C.     The Character of Grace

If we can realize this, we must know that to become a mature follower of Christ in this complicated world involves moving from partisan politics and obsessing over having the right position or policy (although these have their place) to simply dwelling with people, hearing their stories, and being a gracious presence there in their midst.

I have learned the difficult lesson as a theologian, who has devoted my life to reading Scripture and the great works of theology, all to strive to synthesize the best answers on doctrinal topics in our pursuit of truth (which I believe is a pursuit we all must do). I have learned that some issues don’t have clear answers–that’s the truth–and sometimes in life, the point of things is not having the answer, but meeting these difficult situations with a certain character, that difficult balance of honesty and empathy, conviction and compassion, and that this is the only way to live with a clear conscience in this corrupted world.

If this is the case, we might listen and hear the voice of God from Scripture say something else beyond the Scriptures we just surveyed. In all the ambiguity of life, the Word of God might simply be saying something like this:

“Let everyone,” says the Apostle James, “be quick to listen, slow to speak, slow to become angry” (James 1:19).

Or it might be what Paul simply advises, that in all the fragmentation and division in this world, he simply says, “Be kind to one another, tender-hearted, forgiving one another, as God in Christ has forgiven you.” (Eph. 4:32)
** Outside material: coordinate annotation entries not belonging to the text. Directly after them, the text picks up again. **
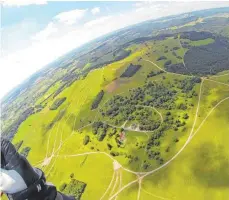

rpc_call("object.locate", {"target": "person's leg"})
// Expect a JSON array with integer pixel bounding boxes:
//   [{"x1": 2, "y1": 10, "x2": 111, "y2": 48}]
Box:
[{"x1": 55, "y1": 192, "x2": 75, "y2": 200}]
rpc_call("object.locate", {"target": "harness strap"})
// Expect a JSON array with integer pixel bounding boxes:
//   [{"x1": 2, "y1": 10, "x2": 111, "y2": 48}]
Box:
[{"x1": 7, "y1": 170, "x2": 54, "y2": 200}]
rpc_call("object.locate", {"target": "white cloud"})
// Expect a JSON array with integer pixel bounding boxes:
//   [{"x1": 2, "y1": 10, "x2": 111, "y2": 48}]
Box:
[
  {"x1": 32, "y1": 22, "x2": 58, "y2": 40},
  {"x1": 55, "y1": 9, "x2": 87, "y2": 25},
  {"x1": 0, "y1": 2, "x2": 229, "y2": 98},
  {"x1": 84, "y1": 16, "x2": 112, "y2": 28},
  {"x1": 3, "y1": 0, "x2": 47, "y2": 6},
  {"x1": 91, "y1": 7, "x2": 100, "y2": 15}
]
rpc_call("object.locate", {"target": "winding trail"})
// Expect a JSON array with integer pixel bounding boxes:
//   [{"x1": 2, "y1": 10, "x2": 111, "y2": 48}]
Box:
[{"x1": 34, "y1": 53, "x2": 229, "y2": 200}]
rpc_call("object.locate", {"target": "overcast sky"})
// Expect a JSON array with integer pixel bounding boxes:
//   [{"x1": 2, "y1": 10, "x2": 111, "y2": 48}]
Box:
[{"x1": 0, "y1": 0, "x2": 229, "y2": 98}]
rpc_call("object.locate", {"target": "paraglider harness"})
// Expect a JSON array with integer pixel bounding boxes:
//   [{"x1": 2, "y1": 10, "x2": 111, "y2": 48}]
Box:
[{"x1": 6, "y1": 168, "x2": 57, "y2": 200}]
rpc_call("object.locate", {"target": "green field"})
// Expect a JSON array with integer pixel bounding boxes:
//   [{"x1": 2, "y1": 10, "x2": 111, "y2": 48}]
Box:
[
  {"x1": 10, "y1": 38, "x2": 229, "y2": 200},
  {"x1": 3, "y1": 10, "x2": 229, "y2": 200}
]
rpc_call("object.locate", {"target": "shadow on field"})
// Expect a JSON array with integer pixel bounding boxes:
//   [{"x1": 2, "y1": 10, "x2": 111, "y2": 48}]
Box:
[{"x1": 191, "y1": 143, "x2": 229, "y2": 187}]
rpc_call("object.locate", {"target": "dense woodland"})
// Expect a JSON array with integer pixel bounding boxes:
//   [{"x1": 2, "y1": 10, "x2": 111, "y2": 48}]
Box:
[{"x1": 120, "y1": 63, "x2": 141, "y2": 78}]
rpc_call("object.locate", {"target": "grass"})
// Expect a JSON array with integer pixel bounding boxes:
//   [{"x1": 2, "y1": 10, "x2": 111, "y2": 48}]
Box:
[{"x1": 13, "y1": 38, "x2": 229, "y2": 200}]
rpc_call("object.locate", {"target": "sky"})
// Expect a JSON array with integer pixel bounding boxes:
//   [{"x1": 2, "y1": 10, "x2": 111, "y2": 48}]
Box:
[{"x1": 0, "y1": 0, "x2": 229, "y2": 99}]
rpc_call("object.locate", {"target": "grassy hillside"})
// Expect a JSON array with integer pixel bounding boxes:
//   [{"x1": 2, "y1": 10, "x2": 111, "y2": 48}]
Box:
[{"x1": 1, "y1": 9, "x2": 229, "y2": 200}]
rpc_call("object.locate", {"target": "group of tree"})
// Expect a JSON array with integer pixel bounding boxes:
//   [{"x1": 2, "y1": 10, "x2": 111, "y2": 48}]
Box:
[
  {"x1": 91, "y1": 90, "x2": 104, "y2": 110},
  {"x1": 147, "y1": 70, "x2": 164, "y2": 78},
  {"x1": 120, "y1": 63, "x2": 141, "y2": 78},
  {"x1": 49, "y1": 97, "x2": 67, "y2": 110}
]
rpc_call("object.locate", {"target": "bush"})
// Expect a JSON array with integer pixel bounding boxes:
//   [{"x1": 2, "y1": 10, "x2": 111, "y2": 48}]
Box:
[
  {"x1": 91, "y1": 90, "x2": 104, "y2": 110},
  {"x1": 21, "y1": 147, "x2": 31, "y2": 157},
  {"x1": 59, "y1": 183, "x2": 67, "y2": 192},
  {"x1": 120, "y1": 63, "x2": 141, "y2": 78},
  {"x1": 83, "y1": 135, "x2": 90, "y2": 145},
  {"x1": 62, "y1": 179, "x2": 87, "y2": 200},
  {"x1": 49, "y1": 97, "x2": 67, "y2": 110}
]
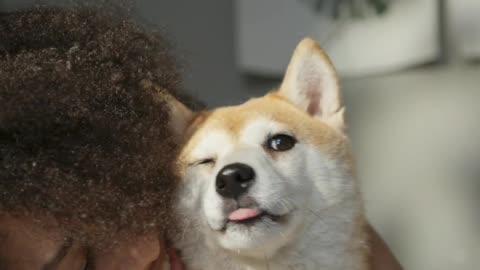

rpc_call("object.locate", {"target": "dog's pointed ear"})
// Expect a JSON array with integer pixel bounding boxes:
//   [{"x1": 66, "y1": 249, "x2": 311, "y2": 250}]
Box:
[
  {"x1": 278, "y1": 38, "x2": 344, "y2": 129},
  {"x1": 167, "y1": 97, "x2": 194, "y2": 137}
]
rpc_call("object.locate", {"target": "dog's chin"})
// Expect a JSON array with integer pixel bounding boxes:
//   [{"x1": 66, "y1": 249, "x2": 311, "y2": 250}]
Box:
[{"x1": 215, "y1": 212, "x2": 294, "y2": 257}]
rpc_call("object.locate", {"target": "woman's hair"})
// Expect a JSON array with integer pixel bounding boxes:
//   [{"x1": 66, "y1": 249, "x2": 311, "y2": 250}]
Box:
[{"x1": 0, "y1": 5, "x2": 194, "y2": 247}]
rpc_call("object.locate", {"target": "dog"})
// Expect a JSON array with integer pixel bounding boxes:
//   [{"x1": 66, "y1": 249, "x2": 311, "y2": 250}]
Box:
[{"x1": 172, "y1": 38, "x2": 370, "y2": 270}]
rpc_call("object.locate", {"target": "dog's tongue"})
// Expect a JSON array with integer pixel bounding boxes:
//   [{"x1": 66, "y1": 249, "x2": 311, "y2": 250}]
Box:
[{"x1": 228, "y1": 208, "x2": 261, "y2": 221}]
Or it might be what the Prophet Micah said, “What does the Lord require of you, but to do justice, and to love mercy, and to walk humbly with your God?” (Micah 6:8). When life gets complex, sometimes the only thing we can do is be fair and forgiving and admit that in all of life’s moments, whether moments of success or failure, joy or tragedy, we need God. We need the grace revealed in Jesus Christ. We need the one who has said, “I will never leave you or forsake you” (Deut. 31:6).

No matter what our views on anything, all we can do, all we must do, from beginning to end, is to trust that.